The process for double machine learning is simple. First, predict $Y$ using your set of control variables somehow and get the residuals $Y^R$. Then, predict $X$ using your control variables somehow. Finally, regress $Y^R$ on $X^R$ and get your effect.685685 There’s also a version of double machine learning that is only slightly different and applies the same trick to instrumental variables estimation.

The somehow is where the “machine learning” part comes in. You just use a machine learning algorithm to do the predicting of $Y$ and $X$ using your controls, instead of regression. That’s it! It really could be any prediction-based machine learning algorithm. Regularized regression like we talked about in Chapter 13 is one option. As is the random forest, which will get a brief introduction later in this chapter. So is a bunch of stuff you’ll need a different, machine learning-focused book to read about. Neural nets, boosted regression, and the fifteen other new ones they came up with while I was writing this sentence.

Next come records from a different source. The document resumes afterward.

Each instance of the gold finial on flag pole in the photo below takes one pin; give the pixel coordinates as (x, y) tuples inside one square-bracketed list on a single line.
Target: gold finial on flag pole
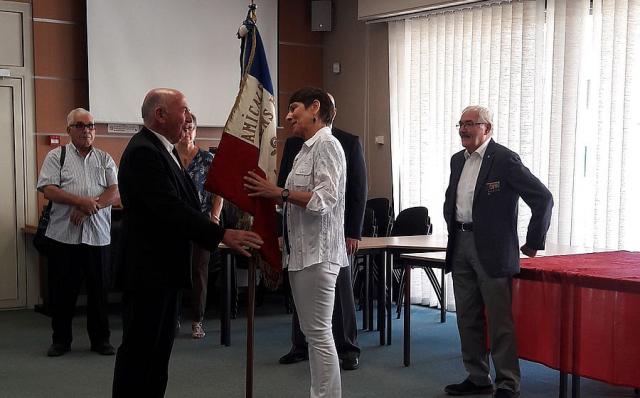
[(252, 11)]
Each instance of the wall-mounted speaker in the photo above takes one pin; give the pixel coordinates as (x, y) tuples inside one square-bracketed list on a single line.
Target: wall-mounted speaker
[(321, 15)]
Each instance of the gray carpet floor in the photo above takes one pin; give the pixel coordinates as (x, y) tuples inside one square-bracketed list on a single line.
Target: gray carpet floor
[(204, 368)]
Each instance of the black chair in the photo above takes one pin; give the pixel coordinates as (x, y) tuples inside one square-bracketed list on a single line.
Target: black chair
[(410, 221), (369, 229)]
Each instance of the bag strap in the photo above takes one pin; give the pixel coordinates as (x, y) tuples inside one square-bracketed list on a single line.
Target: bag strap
[(63, 155)]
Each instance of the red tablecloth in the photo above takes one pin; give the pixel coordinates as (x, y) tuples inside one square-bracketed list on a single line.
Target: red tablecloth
[(581, 314)]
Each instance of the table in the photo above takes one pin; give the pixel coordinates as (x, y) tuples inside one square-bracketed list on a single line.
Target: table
[(584, 317), (390, 246)]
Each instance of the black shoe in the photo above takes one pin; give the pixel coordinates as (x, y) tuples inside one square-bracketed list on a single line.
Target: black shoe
[(504, 393), (57, 350), (351, 362), (467, 387), (293, 357), (103, 349)]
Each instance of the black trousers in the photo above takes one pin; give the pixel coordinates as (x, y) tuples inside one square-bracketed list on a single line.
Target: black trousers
[(343, 324), (149, 319), (69, 266)]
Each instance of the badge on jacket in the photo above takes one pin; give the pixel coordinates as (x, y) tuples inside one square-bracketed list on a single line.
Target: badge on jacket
[(493, 187)]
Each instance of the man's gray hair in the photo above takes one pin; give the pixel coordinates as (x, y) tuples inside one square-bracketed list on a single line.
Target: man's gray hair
[(71, 116), (484, 114), (154, 99)]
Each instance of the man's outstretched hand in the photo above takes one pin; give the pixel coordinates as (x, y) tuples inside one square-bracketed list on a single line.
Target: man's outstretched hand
[(240, 241)]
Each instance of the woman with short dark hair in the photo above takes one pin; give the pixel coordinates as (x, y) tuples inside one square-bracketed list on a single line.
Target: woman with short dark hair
[(313, 202)]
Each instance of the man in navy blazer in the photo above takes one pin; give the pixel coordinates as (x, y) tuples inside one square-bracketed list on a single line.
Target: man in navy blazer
[(481, 212), (161, 219), (345, 328)]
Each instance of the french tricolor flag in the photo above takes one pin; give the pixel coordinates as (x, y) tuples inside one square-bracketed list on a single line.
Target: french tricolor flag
[(249, 142)]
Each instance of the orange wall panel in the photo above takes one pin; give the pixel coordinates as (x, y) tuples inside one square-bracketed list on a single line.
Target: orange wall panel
[(60, 50), (302, 66), (54, 100), (62, 10)]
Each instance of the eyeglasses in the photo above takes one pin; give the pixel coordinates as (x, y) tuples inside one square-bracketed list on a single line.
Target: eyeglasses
[(82, 126), (468, 125)]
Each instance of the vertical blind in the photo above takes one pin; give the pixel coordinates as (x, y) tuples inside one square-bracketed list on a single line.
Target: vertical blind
[(562, 80)]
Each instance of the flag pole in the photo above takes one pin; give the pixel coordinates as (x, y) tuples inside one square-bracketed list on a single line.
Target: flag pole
[(251, 294)]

There’s slightly more to double machine learning than just that, but not much - it also employs sample splitting to avoid overfitting. In its basic form, it splits the sample randomly into two halves. Then, it fits its machine learning model using only one half (half A), and then applies that model to get $Y^R$, $X^R$, and the resulting $\hat{\beta}_1$ coefficient in the other half (half B). Then the halves trade places, fitting a model using B and using that to get residuals in A. Then average the coefficients from your two samples to get an effect.

Why would you want to do double machine learning? The problem with applying machine learning methods to causal inference is that they’re usually designed to be good at prediction, not inference (statistical or causal). But they are really good at prediction! Double machine learning finds one step in a standard causal inference design that is, inherently, a prediction problem. Then it gives that problem to a machine learning algorithm instead of a linear regression, so machine learning can do what it’s good at.686686 This is also kind of the idea behind matrix completion, and many other machine-learning based causal inference methods.

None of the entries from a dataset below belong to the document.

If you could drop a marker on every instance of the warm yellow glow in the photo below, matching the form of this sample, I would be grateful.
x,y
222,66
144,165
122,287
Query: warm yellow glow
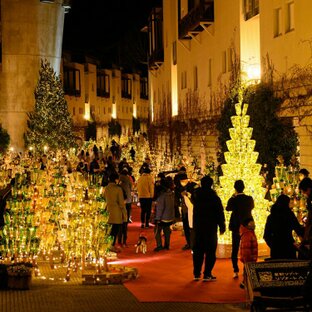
x,y
87,111
241,165
135,110
253,72
174,90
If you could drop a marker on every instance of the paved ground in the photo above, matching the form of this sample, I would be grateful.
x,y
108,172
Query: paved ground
x,y
53,294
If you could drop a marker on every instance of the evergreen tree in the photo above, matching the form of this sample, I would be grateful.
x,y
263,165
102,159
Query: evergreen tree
x,y
50,123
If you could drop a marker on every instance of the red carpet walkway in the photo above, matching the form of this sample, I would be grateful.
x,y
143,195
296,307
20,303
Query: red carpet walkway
x,y
167,276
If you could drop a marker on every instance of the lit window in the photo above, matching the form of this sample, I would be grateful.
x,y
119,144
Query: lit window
x,y
195,78
183,80
174,53
277,22
224,62
290,19
251,8
230,59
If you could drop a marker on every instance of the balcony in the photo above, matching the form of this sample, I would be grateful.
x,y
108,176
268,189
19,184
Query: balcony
x,y
155,32
156,59
196,20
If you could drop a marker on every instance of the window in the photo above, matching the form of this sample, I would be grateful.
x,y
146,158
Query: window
x,y
184,80
174,53
195,78
229,59
223,62
71,81
290,18
143,89
102,84
277,22
251,8
209,72
126,87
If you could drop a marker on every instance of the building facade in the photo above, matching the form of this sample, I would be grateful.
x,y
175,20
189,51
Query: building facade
x,y
31,30
97,96
196,47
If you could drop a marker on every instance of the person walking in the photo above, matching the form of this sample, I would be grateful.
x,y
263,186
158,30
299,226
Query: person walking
x,y
279,227
248,245
164,216
126,185
208,216
115,204
145,188
186,190
305,186
241,206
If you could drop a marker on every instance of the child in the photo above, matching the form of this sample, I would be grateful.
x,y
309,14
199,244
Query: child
x,y
248,244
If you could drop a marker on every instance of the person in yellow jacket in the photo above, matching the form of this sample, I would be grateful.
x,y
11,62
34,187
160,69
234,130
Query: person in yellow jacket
x,y
145,187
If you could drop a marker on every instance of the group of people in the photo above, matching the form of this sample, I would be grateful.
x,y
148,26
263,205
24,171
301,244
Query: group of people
x,y
202,215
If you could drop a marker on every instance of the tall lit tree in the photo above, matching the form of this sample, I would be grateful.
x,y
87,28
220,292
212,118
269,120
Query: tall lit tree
x,y
50,123
241,165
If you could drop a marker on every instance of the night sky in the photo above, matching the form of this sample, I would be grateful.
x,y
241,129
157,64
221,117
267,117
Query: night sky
x,y
104,28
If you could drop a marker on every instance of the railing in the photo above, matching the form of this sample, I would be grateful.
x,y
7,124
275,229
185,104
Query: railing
x,y
202,13
156,57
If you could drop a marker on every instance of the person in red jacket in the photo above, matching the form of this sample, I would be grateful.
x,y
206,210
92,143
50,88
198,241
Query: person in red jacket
x,y
248,244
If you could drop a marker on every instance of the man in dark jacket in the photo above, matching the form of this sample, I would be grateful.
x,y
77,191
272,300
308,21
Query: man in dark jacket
x,y
164,215
241,205
305,187
208,215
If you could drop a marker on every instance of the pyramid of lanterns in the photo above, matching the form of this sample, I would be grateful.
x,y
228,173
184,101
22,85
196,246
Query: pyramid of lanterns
x,y
286,181
241,164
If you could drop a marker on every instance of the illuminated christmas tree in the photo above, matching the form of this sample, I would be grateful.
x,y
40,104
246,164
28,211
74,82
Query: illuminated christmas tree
x,y
50,123
241,165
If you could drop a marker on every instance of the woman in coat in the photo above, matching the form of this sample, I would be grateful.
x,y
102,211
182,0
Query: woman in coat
x,y
279,227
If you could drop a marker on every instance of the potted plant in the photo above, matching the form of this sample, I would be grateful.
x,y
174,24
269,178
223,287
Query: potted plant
x,y
19,275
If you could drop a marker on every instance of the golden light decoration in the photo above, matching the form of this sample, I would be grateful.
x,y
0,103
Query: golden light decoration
x,y
241,165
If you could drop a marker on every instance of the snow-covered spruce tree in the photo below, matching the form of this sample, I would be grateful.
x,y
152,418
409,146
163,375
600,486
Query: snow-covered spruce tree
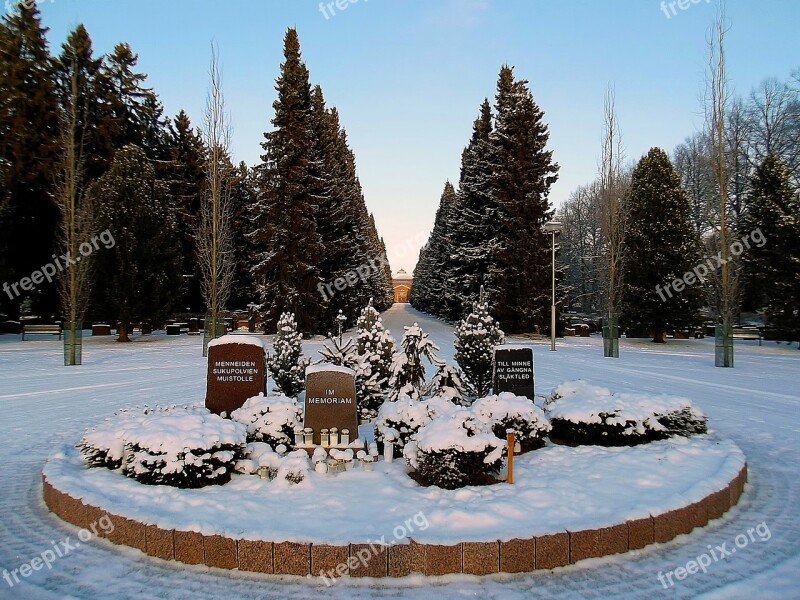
x,y
518,275
448,382
357,354
408,370
287,365
660,245
286,266
772,263
473,221
376,343
431,269
476,337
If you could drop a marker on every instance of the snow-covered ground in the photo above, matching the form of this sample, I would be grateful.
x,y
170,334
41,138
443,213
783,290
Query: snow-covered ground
x,y
756,405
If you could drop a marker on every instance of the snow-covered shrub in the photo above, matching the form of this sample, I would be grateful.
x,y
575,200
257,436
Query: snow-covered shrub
x,y
270,419
259,454
475,339
375,343
448,383
581,413
408,370
507,411
398,421
181,446
287,365
453,451
104,444
294,467
374,351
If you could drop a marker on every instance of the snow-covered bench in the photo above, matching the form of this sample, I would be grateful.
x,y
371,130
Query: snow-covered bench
x,y
747,333
41,330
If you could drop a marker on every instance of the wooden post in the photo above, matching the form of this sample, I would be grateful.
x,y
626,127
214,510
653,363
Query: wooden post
x,y
510,440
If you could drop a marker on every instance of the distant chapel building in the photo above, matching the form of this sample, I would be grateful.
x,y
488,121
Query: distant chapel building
x,y
401,282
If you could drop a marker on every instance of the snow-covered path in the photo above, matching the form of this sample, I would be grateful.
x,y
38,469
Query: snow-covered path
x,y
756,404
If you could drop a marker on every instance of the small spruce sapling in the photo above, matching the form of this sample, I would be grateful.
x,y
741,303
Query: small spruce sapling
x,y
287,365
475,339
408,370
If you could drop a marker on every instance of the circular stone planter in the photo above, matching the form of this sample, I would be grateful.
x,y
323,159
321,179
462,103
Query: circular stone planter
x,y
170,531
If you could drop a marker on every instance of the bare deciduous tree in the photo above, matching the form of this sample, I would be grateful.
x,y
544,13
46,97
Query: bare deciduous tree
x,y
77,218
612,210
214,231
717,105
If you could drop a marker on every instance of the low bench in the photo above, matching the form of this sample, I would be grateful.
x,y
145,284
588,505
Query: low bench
x,y
41,330
747,333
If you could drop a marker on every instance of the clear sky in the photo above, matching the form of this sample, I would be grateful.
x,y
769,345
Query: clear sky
x,y
408,76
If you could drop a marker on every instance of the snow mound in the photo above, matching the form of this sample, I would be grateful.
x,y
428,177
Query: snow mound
x,y
508,411
270,419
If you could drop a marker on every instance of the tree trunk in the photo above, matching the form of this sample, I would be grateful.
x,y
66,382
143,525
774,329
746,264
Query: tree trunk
x,y
123,330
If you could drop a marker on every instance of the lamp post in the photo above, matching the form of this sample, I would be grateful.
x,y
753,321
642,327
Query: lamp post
x,y
553,227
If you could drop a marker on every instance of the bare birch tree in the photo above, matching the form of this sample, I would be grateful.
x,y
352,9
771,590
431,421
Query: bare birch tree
x,y
77,219
716,107
612,213
214,232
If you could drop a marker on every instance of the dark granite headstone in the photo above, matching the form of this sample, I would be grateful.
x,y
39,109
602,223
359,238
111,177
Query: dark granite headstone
x,y
513,370
331,400
236,371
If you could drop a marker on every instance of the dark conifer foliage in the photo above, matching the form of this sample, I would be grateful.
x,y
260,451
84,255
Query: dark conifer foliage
x,y
772,260
518,278
428,291
490,233
286,269
94,105
28,151
141,272
182,169
473,226
660,245
317,249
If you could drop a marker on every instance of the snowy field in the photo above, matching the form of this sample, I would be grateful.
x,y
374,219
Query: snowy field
x,y
756,405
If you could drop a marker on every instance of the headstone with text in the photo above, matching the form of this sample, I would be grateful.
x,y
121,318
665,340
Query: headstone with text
x,y
236,371
330,400
513,370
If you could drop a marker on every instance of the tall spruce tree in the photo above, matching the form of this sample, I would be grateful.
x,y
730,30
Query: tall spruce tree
x,y
140,272
185,155
95,116
431,269
28,153
518,276
473,227
286,269
772,260
660,246
135,112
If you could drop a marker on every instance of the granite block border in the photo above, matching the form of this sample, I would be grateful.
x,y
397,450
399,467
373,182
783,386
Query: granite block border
x,y
542,552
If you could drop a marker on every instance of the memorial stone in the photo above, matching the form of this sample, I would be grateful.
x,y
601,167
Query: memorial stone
x,y
330,399
236,371
513,370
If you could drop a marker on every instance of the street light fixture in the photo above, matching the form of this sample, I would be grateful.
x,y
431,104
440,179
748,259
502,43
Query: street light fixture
x,y
553,227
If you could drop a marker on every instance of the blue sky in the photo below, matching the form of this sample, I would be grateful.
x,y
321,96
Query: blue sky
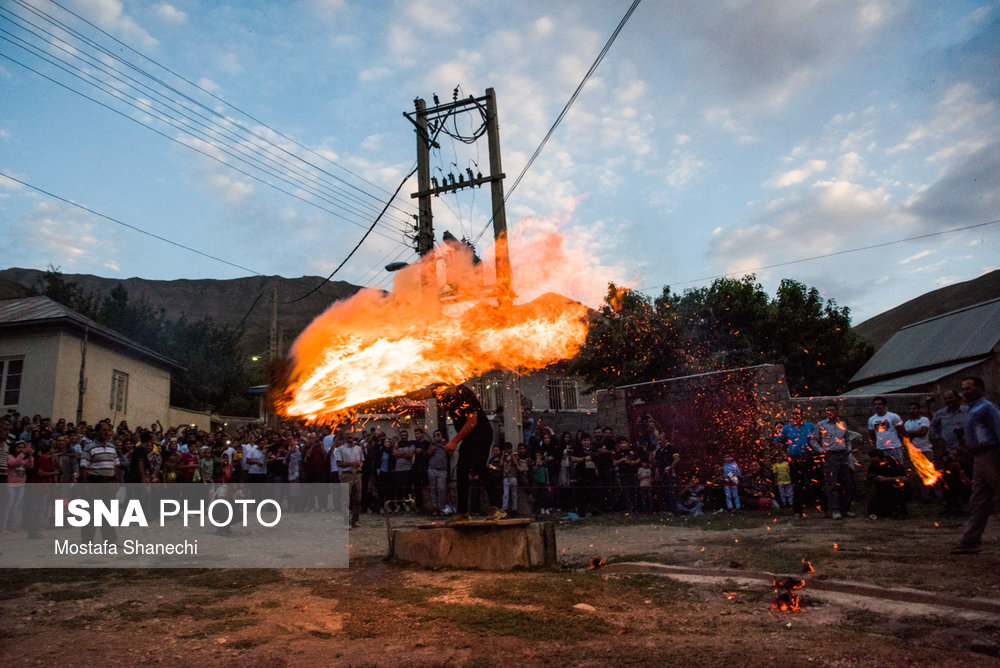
x,y
715,137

Sometimes, linear regression is just fine. But sometimes it’s not. Machine learning methods are much better than linear regression when there are lots and lots and lots of controls (high-dimensional data), and also when the true model has lots of interaction terms or highly nonlinear functional forms. In these cases, double machine learning will do a better job fitting all those peculiarities than linear regression. Seems handy to me.

22.3 Modeling Heterogeneous Effects

It almost goes without saying that causal inference would be a lot easier if each causal effect were the same for everybody. If every treatment had the exact same effect on every individual, we wouldn’t need to worry about whether our results will generalize to other settings, or about which kind of treatment effect average our estimate has picked up. I could have cut Chapter 10 out entirely. But, alas, we live in a world of heterogeneous effects.

We can’t escape heterogeneous effects entirely, but we can give ourselves some tools to face them head on. Why not, instead of treating heterogeneous effects as some sort of nuisance where we have to figure out which average we’ve just drawn, we just estimate the distribution of effects? Then, not only could we take whatever average of that distribution we wanted, but we could toss out the average and look at the distribution overall. Sure, a mean is neat, but why wouldn’t we be interested in how the effect varies over the sample? What’s the standard deviation of the effect? The effect is bigger or smaller for who exactly? Is treatment more effective for old people than young? Poor than rich? French than Russian? And so on.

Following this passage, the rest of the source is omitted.